Что это значит? и о чем эта моя способность говорит мне?
Я знаю, что красота присутствует помимо меня — ей возможно быть
независимо, по умыслу мне неподлежащему. Сколько раз мне
случалось быть застигнутым ею врасплох! Сколько раз я до боли
выворачивал на нее шею, уносимый инерцией своих обстоятельств.
Столь же часто, ворочая свои мысли, я, вероятно, прохожу мимо
нее, ее не замечая. Ее особенность состоит во взывании ко
мне, в узернении во мне влечения к себе самой. Тем самым она
уповает продлиться через меня, пробыть еще — запечатлеть свои
черты по ту сторону неизбежного увядания.

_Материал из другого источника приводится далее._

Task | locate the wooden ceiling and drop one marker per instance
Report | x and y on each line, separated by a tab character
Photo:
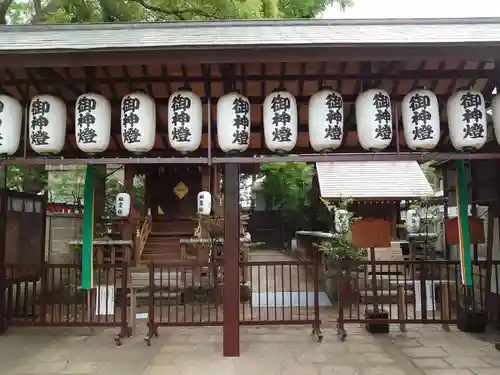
210	81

Теперь же выходит, что и сам я могу нечто излучать из себя и даже
облачать находящееся в никчемности в златотканные одежды. В
самом деле, если в моей власти придать чему-либо смысл, то
отчего же мне не мочь сделать что-либо прекрасным, самому
вдохнуть в него красоту?
Но что это? И откуда я все это беру? Отражение ли это направленных в
меня лучей, или какое-то мерцание, вспыхивающее внутри
самого моего Я? И украшаю чего ради, подвигаюсь на это чем?
Разве мне не хватает «красоты помимо меня»? Я хочу красоты, но
как я могу хотеть того, чего еще нет? что только один я и
никакая сила в мире не может родить помимо меня?

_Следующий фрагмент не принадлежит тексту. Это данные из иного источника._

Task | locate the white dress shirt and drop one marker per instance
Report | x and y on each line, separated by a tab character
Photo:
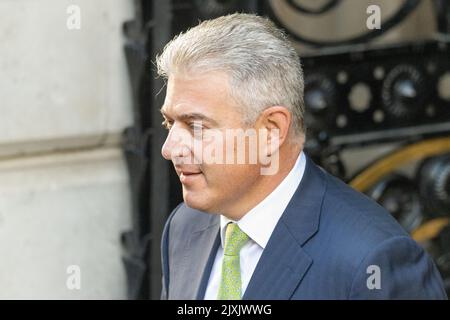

Нет-нет, тут что-то другое...
...что-то другое, сродни посеву, взращиванию, сопутствующей им
заботе, устрояемым мной и устрояющим и внутри меня какой-то
особенный лад и мир. Заботит меня не только привнесение в мир и
укоренение в мире мной посеваемого, но, поверх него,
осознание своего Я как привносящей силы. Я есть привносящая в мир и
исполняющая его сила. Привнесенное, как бы ни сложилась в
мире его судьба, определяет мою судьбу как судьбу
поставляющего.
Вся душа моя вопиет наперекор вот этому:
«...есть невозможные вещи. О них никогда и не думай,
то, чего сделать нельзя, сделать не сможешь вовек». (Феогнид).

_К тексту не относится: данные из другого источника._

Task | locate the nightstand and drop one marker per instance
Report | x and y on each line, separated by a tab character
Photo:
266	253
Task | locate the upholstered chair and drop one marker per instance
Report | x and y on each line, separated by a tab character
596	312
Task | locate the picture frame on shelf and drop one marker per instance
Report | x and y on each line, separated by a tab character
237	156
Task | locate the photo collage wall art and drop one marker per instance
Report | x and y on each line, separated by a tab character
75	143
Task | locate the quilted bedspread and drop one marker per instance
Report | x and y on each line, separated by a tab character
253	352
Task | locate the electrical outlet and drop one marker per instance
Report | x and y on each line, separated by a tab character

От этого у меня делается кровяное давление, темнеет в глазах, я
выхватываю воображаемый меч и иду ничтожить, рассекать этот
обступающий меня мрак.
«В остром копье у меня замешан мой хлеб. И в копье же из-под Исмара
вино» (Архилох).
Из себя, своими силами я превозмогаю весь этот разор, и где были
одни тернии и беспорядок, взлелеиваю какой-то стройный и
умопостигаемый лад. И поддержание этого лада в мире посильно мне,
пока он отражается в моем зрачке.
Я становлюсь местом, глядя из которого мир уже не может показаться
ни бессмысленным, ни нелепым.
***
Я не могу учиться на собственных ошибках. Говоря откровенно, я и не
вижу ошибок, я подвергаю сомнению саму свою способность
ошибаться. Ошибается тот, кто стремится к определенной цели, для
кого важен выбор пути. Моя же цель всегда со мной, куда бы
я ни завел себя, мне незачем возвращаться. Где бы я себя ни
поставил, я найду там достаточно пищи для размышления, и
всяких услад для души в избытке. Поэтому камень ли, глина,
чернозем — все равно, корнями вопьюсь и влагу найду повсюду.
Я застрахован от ошибки постольку, поскольку я свободен. Там, где по
своей воле я могу состояться и радость моя, и мое
довольство, и моя цель будут со мной.
Вообще, мне кажется, что людям порой свойственно слишком легко
признавать свои поражения. Какая-нибудь маленькая неудача м. б.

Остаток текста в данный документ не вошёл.